16 de Setembro de 1993. «Ao raiar da madrugada» (para utilizar uma felicíssima expressão de Fernando Dacosta) morre Natália Correia: a mulher concreta, perecível, existente empírica e historicamente. Não «Natália», a autora celebrada, o mitoque, ao longo de várias décadas, a recém-falecida fora engendrando e reciprocamente a engendrara, sob o efeito conjugado de factores excepcionais: a) o engenho e a beleza que lhe eram conaturais; b) as múltiplas e renovadas circunstâncias pessoais de índole romanesca (ausência do pai emigrado e infiel, corajosa decisão da mãe em abandonar os Açores com duas filhas pequenas, frequência em Lisboa de figuras gradas da cultura portuguesa, etc., etc.); c) o curso inexorável de uma das épocas mais férteis e contraditórias da história, da cultura e da arte ocidentais. Essa «Natália» está viva e recomenda-se.
Ora, como bem sabemos, os mitos são constitutivamente narrativos, sejam eles tradicionais ou modernos, produtos da comunidade ou livre criação dos indivíduos.

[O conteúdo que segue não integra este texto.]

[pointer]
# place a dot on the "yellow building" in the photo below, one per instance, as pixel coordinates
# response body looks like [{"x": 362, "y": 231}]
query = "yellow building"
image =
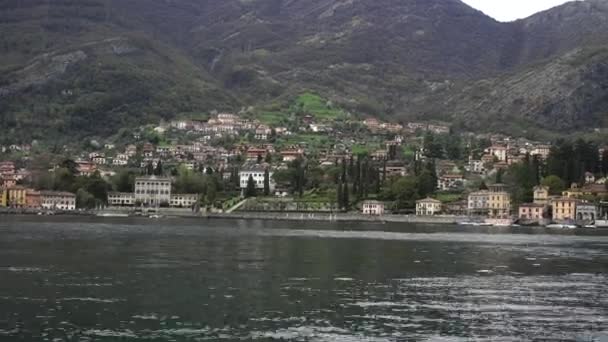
[
  {"x": 3, "y": 197},
  {"x": 564, "y": 208},
  {"x": 573, "y": 192},
  {"x": 17, "y": 197},
  {"x": 499, "y": 202},
  {"x": 541, "y": 195}
]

Todos almejam dotar o mundo de sentido, modelar comportamentos, fortalecer elos; ninguém lhes fica indiferente, ainda mais quando o desejo de perdurar é protagonizado por uma mulher com elevadas doses de arrojo e desassombro. Perante a autora de O sol nas noites e o luar nos dias, há estudiosos, ou tão-só «amantes», da literatura que se sentem tentados a deter-se com saboreada demora não nos textos propriamente ditos (vozes internas, estruturas, expedientes), mas na sua responsável empírica, na pessoa que lhes preexistiu ou neles soube incorporar-se por interpostas vozes. Uns poucos vão mesmo ao ponto, que importa registar, de lhe renderem um preito que roça o culto. Recordemos, a propósito, que a escritora gostava de utilizar, num sentido porventura generoso demais, a expressão «fiéis do amor» – que fizera fortuna em exigentes círculos literários medievais (Dante, Cavalcanti) e chegara até nós por obra do alto romantismo (Novalis) e respectiva progénie (Natália inclusa) – para designar não tanto um modo e uma via elitistas de realização cognoscitivo-espiritual, mas sobretudo o conjunto dos amigos que, entre o apreço e a devoção, iam lendo a sua obra e frequentando os seus assaz badalados «santuários» (Botequim e casa / salão da rua Rodrigues Sampaio).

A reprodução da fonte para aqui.